More on wine prices – Europe v Australia
Last week’s news item on the price differential between European wines purchased in Europe versus Australia attracted many valid comments. Those readers who drew attention to the many costs Australian importers have to pay, were right on the ball. The 29% WET is the worst of them. And when you add 10% GST, which is applied on top of the retailer’s margin of, say, 40%, you find that nearly half the cost of a bottle of wine is taxes.
Then there’s the margin applied by middlemen, and it is curious to see this applied by some importers on what appears to be a fixed percentage. In other words, the higher the cost of the wine, the higher the mark-up. No doubt they think this is justified by scarcity.

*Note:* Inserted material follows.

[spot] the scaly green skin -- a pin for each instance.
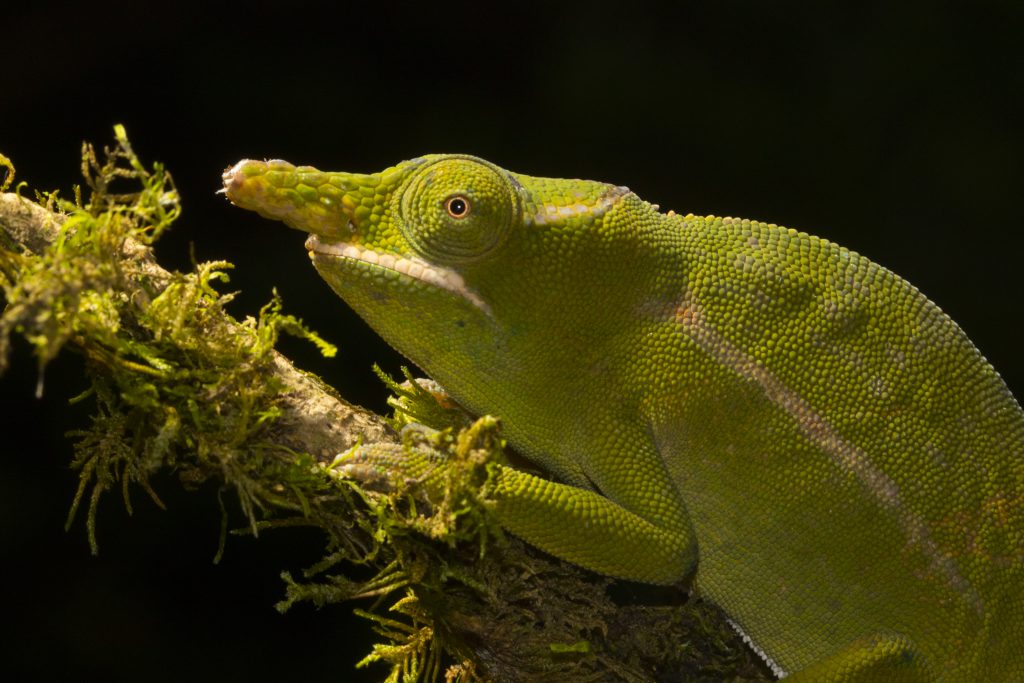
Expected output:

The practice of applying a blanket formula to mark-ups has an inflationary effect. Forty percent on the price of a bottle with a cost price of $10 is only $4 – taking the price to $14 – but 40% on a bottle costing $50 is $20, so a $50 bottle becomes $70. Is this strategy justified?
Some merchants say yes, because the cost of financing the stock is much higher for expensive wines.
There’s a famous Spanish red, Alvaro Palacios L‘Ermita (tastings), which sells for 1,200 Euros in Spain but $2,500 in Australia – if you can get it at all. It’s very scarce. If you want to drink those kinds of wines you should fly to Europe and drink them there, as the cost savings would pay for your airfare.
It’s easy to see why direct importers have been having such success. Coles and Woolworths especially have had great results importing their own brands, and passing on some of the savings to consumers. Their prices look attractive when compared to regular imports – which include an importer/wholesaler’s margin.